Design Academy Eindhoven
Yoon Seok-hyeon graduated from Design Academy Eindhoven in 2019. The innovative use of the traditional Ott lacquer technique earned Yoon the René Smeets Award for the best Bachelor of Arts project. He received a talent development grant from the Stimuleringsfonds Creatieve Industrie for his Ott series. The South Korean designer works from his studio in Eindhoven. Materials and objects in his surroundings inspire his design projects: ‘I observe and analyse them and try to make the link to design, environment, society and industry.’ This exhibition by Yoon Seok-hyeon is supported by the Stimuleringsfonds.
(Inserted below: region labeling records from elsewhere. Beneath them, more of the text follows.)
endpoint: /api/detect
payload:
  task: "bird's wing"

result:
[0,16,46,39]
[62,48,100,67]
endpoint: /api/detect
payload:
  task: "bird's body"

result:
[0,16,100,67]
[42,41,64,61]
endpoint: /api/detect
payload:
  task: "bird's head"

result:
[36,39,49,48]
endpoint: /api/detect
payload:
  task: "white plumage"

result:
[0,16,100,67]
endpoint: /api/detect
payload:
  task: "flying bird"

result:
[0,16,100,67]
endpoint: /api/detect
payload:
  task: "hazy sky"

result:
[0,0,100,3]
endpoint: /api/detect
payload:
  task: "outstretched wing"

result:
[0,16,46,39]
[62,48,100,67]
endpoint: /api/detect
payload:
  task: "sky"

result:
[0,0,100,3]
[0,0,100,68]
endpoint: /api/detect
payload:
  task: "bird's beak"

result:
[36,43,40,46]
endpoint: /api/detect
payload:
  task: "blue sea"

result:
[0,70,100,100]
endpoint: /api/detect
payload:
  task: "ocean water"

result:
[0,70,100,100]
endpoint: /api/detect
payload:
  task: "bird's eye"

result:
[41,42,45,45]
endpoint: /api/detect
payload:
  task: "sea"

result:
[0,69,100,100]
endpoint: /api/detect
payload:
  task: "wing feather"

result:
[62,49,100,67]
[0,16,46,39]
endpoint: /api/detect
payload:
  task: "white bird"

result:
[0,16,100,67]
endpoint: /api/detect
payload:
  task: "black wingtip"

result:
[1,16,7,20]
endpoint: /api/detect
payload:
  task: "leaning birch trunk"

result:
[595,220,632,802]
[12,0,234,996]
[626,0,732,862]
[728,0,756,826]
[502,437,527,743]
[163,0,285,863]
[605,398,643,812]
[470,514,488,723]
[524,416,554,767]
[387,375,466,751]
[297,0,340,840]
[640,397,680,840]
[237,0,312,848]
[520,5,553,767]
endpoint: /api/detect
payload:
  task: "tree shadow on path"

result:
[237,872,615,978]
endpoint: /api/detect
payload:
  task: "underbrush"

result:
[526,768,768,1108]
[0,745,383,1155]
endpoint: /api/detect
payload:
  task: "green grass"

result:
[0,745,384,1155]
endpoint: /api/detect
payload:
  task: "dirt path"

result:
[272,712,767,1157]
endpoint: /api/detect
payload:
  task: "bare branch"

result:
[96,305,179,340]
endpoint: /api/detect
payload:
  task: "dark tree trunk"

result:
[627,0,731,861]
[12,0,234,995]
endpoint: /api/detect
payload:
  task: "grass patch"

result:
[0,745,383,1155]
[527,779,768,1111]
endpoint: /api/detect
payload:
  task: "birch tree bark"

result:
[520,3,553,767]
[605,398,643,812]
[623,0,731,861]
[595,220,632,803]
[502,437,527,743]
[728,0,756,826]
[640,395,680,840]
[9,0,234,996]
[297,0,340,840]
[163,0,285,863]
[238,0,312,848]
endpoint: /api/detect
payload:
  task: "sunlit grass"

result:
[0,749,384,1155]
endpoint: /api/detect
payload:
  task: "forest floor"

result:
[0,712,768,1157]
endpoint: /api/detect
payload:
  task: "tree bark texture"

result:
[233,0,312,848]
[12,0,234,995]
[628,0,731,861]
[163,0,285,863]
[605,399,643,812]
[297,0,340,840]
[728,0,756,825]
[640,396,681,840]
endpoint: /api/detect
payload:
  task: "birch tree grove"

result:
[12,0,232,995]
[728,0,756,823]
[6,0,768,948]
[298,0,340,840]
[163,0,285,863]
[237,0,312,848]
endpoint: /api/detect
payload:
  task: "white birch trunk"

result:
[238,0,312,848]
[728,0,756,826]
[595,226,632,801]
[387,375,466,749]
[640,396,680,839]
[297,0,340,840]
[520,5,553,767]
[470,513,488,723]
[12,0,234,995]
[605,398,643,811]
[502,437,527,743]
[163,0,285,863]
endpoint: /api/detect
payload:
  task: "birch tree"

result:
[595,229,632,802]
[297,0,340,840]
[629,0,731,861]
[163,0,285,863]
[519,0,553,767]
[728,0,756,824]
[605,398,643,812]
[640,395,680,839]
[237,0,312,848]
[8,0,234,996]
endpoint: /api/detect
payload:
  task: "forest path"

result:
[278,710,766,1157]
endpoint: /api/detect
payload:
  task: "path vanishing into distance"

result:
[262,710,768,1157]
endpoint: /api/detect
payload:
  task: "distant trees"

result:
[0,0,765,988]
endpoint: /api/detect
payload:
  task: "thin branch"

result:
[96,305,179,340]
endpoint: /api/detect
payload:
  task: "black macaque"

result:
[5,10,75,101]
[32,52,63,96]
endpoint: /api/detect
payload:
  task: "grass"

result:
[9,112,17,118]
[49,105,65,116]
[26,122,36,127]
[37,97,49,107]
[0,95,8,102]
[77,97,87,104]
Korea year in the Princessehof
This autumn, the Princessehof will be devoted to South Korea. In addition to the design exhibition by Yoon Seok-Hyeon, MeekYoung Shin will be showing work in a new EKWC@Princessehof exhibition. The museum’s extensive autumn exhibition also revolves around Korea: visitors will discover Korea’s rich past and age-old culture through themes such as food culture, ideals of beauty and rituals. The enchanting celadon from the Goryeo dynasty (918-1392), pure white porcelain from the Joseon period (1392-1897), musical instruments and costumes, are interspersed with works by contemporary artists Yee Sookyung (1963), Juree Kim (1980) and Kyung-Jin Cho (1987), who underscore the enduring importance of ceramics in South Korea to this day. Treasures from the National Museum of Korea in Seoul will travel to Leeuwarden especially for the exhibition This is the first time they will be exhibited in the Netherlands. The Princessehof is creating this new exhibition with a sounding board group consisting of Dutch Koreans and Korea specialists.

The exhibition is also a perfect opportunity to celebrate the 60th anniversary of trade relations between the Netherlands and South Korea.